Abstract

A 62-year-old woman had been treated for diabetic nephrotic syndrome, hypokalemia, and edema with perindopril, furosemide, potassium L-aspartate, valsartan, and spironolactone since January, X. On May 15, X, fatigue and nausea appeared, and on the morning of May 20, these symptoms increased. On the morning of May 20, she visited the hospital. She was urgently admitted to the hospital because of prominent edema in both lower limbs, elevated blood pressure (164/83 mmHg), marked hypokinemia (K 2.4 mEq/L), and metabolic alkalosis (pH 7.612, HCO3- 31.3 mmol/L) in the arterial blood gas. Post-hospitalization examination revealed hyporeninemia and hypoaldosteronemia. Since administration of spironolactone in addition to previous medications failed to improve the hypokaremia and hypertension, triamterene 100 mg was added. The treatment was resulted in rapid hypotension, accompanied by improvement of hypokalemia and metabolic alkalosis. The dose of triamterene was later reduced to 50 mg, and excess blood pressure lowering was improve.

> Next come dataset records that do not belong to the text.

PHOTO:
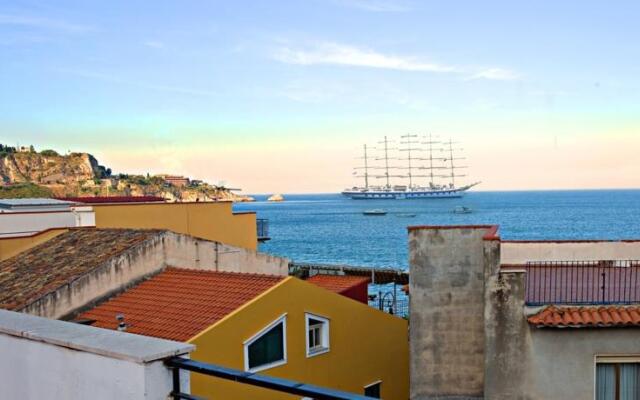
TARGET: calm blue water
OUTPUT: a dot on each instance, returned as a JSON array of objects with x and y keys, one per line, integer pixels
[{"x": 328, "y": 228}]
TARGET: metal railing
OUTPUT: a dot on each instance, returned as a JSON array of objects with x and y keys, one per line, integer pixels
[
  {"x": 583, "y": 282},
  {"x": 248, "y": 378},
  {"x": 262, "y": 226}
]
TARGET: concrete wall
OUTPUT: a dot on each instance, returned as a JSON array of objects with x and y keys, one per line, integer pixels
[
  {"x": 187, "y": 252},
  {"x": 11, "y": 246},
  {"x": 213, "y": 221},
  {"x": 521, "y": 252},
  {"x": 22, "y": 224},
  {"x": 447, "y": 324},
  {"x": 525, "y": 362},
  {"x": 146, "y": 259},
  {"x": 366, "y": 345},
  {"x": 48, "y": 359}
]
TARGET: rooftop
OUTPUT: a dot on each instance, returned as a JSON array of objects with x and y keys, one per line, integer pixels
[
  {"x": 13, "y": 204},
  {"x": 88, "y": 339},
  {"x": 114, "y": 199},
  {"x": 44, "y": 268},
  {"x": 586, "y": 317},
  {"x": 338, "y": 283},
  {"x": 177, "y": 304}
]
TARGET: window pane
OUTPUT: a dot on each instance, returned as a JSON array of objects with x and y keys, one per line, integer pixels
[
  {"x": 629, "y": 374},
  {"x": 373, "y": 391},
  {"x": 268, "y": 348},
  {"x": 606, "y": 382}
]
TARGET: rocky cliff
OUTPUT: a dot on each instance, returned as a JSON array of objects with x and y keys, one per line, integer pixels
[{"x": 25, "y": 172}]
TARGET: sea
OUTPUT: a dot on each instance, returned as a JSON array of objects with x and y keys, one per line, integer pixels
[{"x": 331, "y": 229}]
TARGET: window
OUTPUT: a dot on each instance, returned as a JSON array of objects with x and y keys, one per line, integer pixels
[
  {"x": 617, "y": 379},
  {"x": 373, "y": 390},
  {"x": 317, "y": 335},
  {"x": 268, "y": 348}
]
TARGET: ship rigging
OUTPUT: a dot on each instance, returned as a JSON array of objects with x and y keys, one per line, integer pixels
[{"x": 437, "y": 161}]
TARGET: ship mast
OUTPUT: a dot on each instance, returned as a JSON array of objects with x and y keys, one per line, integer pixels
[
  {"x": 430, "y": 142},
  {"x": 452, "y": 166},
  {"x": 386, "y": 159},
  {"x": 366, "y": 168},
  {"x": 408, "y": 142}
]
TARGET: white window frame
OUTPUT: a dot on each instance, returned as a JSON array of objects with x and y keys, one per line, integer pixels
[
  {"x": 612, "y": 359},
  {"x": 281, "y": 319},
  {"x": 326, "y": 334}
]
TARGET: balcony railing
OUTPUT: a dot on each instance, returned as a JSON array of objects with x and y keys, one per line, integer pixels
[
  {"x": 262, "y": 226},
  {"x": 248, "y": 378},
  {"x": 583, "y": 282}
]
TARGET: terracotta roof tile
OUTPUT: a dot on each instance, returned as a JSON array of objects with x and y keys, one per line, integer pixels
[
  {"x": 337, "y": 283},
  {"x": 179, "y": 303},
  {"x": 42, "y": 269},
  {"x": 581, "y": 317}
]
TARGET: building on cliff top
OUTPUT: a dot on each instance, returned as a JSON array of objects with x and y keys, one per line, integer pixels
[{"x": 500, "y": 319}]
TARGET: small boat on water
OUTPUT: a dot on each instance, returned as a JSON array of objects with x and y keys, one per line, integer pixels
[
  {"x": 377, "y": 211},
  {"x": 405, "y": 215}
]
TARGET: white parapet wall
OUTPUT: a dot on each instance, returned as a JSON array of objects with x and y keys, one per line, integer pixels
[
  {"x": 57, "y": 360},
  {"x": 521, "y": 252}
]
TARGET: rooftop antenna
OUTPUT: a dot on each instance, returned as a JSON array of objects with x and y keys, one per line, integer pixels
[{"x": 121, "y": 325}]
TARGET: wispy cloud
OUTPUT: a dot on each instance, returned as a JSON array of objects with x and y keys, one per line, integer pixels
[
  {"x": 42, "y": 23},
  {"x": 377, "y": 5},
  {"x": 497, "y": 74},
  {"x": 345, "y": 55},
  {"x": 153, "y": 44},
  {"x": 339, "y": 54},
  {"x": 142, "y": 85}
]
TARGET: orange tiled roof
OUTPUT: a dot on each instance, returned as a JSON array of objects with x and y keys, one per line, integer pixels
[
  {"x": 179, "y": 303},
  {"x": 582, "y": 317},
  {"x": 337, "y": 283},
  {"x": 42, "y": 269}
]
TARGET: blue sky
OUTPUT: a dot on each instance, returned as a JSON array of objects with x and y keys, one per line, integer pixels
[{"x": 279, "y": 95}]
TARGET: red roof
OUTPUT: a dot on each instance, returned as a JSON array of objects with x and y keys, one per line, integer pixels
[
  {"x": 177, "y": 304},
  {"x": 582, "y": 317},
  {"x": 338, "y": 283},
  {"x": 113, "y": 199}
]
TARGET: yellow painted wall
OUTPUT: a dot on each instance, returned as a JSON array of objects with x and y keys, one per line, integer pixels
[
  {"x": 366, "y": 345},
  {"x": 211, "y": 221},
  {"x": 9, "y": 247}
]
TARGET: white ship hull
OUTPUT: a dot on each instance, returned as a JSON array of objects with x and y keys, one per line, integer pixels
[{"x": 417, "y": 193}]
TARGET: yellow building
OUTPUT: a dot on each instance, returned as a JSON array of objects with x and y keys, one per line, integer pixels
[
  {"x": 277, "y": 326},
  {"x": 213, "y": 221}
]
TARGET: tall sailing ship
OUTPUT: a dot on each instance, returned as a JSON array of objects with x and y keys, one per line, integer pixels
[{"x": 431, "y": 159}]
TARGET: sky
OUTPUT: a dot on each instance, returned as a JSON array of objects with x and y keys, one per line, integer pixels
[{"x": 279, "y": 96}]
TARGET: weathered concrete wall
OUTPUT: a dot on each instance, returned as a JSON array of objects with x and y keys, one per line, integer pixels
[
  {"x": 48, "y": 359},
  {"x": 144, "y": 259},
  {"x": 188, "y": 252},
  {"x": 524, "y": 362},
  {"x": 447, "y": 323},
  {"x": 506, "y": 340},
  {"x": 147, "y": 259},
  {"x": 521, "y": 252}
]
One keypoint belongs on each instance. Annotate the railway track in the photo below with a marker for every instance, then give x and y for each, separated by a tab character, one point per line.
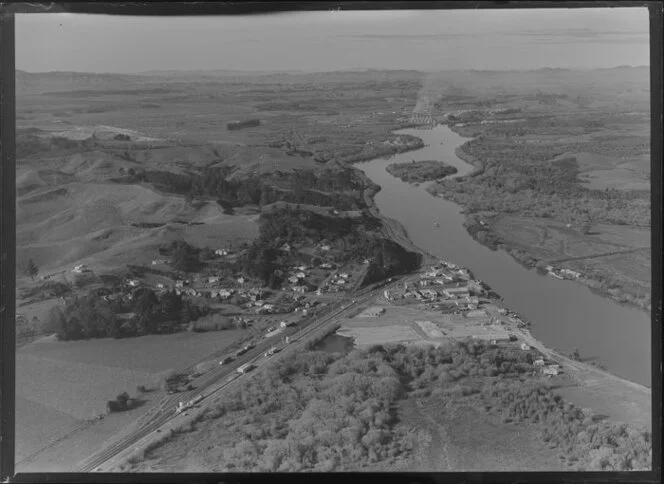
112	454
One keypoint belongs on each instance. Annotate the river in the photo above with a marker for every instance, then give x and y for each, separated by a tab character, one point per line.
564	315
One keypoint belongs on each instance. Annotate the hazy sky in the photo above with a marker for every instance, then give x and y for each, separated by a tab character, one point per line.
406	39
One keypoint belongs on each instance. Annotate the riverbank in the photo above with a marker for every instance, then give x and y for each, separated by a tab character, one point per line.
421	171
483	228
390	228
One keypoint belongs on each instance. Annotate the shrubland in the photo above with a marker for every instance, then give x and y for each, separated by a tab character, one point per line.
316	411
90	316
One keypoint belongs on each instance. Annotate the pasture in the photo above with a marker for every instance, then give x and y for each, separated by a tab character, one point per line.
60	385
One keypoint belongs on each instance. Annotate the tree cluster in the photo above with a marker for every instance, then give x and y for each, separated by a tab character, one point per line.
90	316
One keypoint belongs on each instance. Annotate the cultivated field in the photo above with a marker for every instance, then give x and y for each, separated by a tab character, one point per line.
414	326
60	385
616	255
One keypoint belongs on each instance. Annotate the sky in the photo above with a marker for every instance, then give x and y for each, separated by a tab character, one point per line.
425	40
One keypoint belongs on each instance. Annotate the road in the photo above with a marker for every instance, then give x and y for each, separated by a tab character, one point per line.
220	379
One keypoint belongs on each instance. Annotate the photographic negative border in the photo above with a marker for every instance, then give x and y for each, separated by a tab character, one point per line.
8	228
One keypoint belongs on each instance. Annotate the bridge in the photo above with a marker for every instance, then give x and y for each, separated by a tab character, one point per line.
425	120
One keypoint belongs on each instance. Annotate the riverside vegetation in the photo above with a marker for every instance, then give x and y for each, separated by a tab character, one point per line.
549	157
318	411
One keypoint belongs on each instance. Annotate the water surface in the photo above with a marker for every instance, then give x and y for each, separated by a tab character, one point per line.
565	315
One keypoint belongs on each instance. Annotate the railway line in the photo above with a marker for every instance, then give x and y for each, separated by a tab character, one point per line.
220	379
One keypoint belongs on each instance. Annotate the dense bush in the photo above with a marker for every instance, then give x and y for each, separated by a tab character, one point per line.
420	171
522	179
92	317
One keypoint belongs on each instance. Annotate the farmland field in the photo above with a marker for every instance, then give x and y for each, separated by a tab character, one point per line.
62	384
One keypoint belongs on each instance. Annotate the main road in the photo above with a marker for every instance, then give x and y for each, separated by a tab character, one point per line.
222	378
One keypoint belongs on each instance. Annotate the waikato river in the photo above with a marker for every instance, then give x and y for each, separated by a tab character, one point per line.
565	315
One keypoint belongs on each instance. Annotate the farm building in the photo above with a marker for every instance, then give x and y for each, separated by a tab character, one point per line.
456	292
570	273
373	312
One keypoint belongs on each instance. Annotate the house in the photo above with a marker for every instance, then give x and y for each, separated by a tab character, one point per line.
475	286
463	273
451	292
571	273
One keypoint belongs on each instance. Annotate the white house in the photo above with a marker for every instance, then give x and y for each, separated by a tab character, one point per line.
570	272
456	292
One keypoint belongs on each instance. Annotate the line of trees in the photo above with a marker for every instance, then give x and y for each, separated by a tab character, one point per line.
90	316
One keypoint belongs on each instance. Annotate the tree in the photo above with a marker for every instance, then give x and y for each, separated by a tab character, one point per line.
31	269
184	260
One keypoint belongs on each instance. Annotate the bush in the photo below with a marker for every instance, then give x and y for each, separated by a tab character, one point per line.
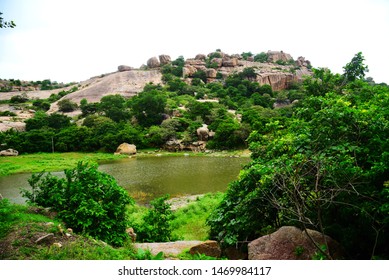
156	225
87	200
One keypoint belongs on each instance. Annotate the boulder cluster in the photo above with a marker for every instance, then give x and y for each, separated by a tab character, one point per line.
279	71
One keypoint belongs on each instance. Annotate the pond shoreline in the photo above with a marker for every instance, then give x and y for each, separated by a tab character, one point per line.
50	162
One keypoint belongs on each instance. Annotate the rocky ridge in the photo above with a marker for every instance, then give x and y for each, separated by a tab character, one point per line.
279	71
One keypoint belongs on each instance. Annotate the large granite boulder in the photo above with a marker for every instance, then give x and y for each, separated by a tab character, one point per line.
126	149
209	248
274	56
164	59
153	62
291	243
122	68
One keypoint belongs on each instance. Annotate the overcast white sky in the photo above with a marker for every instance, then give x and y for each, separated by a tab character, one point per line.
73	40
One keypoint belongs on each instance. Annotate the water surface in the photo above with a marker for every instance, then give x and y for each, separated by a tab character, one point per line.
150	177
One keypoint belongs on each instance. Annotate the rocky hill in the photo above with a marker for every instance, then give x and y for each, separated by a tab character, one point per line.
275	68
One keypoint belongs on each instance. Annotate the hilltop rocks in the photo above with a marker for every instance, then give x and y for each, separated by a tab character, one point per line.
122	68
164	59
230	62
200	57
153	62
290	243
274	73
274	56
126	149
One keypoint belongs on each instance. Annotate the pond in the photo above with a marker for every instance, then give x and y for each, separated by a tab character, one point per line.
149	177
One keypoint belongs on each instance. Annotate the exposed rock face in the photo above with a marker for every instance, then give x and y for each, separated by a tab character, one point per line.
203	132
122	68
230	62
164	59
200	57
217	61
188	71
177	145
278	81
209	248
9	152
126	149
290	243
279	77
153	62
211	73
127	84
274	56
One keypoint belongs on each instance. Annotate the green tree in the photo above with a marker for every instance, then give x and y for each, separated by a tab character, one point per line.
87	200
148	107
324	169
156	226
355	69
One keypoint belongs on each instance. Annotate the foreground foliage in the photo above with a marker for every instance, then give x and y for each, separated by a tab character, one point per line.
87	200
325	168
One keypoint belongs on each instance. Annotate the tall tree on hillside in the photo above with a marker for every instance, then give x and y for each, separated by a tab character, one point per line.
355	69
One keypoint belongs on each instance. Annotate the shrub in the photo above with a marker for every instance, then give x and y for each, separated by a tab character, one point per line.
156	225
87	200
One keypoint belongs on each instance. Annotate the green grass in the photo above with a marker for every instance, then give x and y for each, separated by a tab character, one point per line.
31	163
21	225
189	222
49	161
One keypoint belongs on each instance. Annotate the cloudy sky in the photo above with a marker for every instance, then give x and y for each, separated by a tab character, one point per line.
72	40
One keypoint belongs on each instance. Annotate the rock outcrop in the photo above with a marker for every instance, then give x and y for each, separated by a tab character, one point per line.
122	68
274	56
209	248
126	149
126	83
290	243
153	62
164	59
279	72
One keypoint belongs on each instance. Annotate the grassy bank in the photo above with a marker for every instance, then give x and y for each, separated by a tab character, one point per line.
49	161
21	226
60	161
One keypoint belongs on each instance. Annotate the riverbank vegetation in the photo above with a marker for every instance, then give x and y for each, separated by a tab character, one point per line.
319	163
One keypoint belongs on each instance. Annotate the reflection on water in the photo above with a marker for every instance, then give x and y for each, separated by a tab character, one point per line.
146	178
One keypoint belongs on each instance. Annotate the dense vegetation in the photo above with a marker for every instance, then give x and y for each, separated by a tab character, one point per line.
320	163
326	168
154	116
86	200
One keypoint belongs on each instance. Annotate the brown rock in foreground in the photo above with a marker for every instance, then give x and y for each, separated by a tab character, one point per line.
291	243
209	248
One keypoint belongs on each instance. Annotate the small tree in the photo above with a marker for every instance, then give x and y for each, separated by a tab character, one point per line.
156	226
87	200
355	69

Genetic testing did not identify any mutations in the beta or gamma subunits of the ENaC gene. Discussion: In this patient, no hypokalemia was observed in previous examinations. The hypokalemia in this patient was spironolactone-resistant, and the fact that triamterene, a distal tubular epithelial Na channel (ENaC) inhibitor, was effective in this patient; furthermore, no genetic abnormality in ENaC, suggests the possibility of an acquired ENaC abnormality similar to the Liddle syndrome.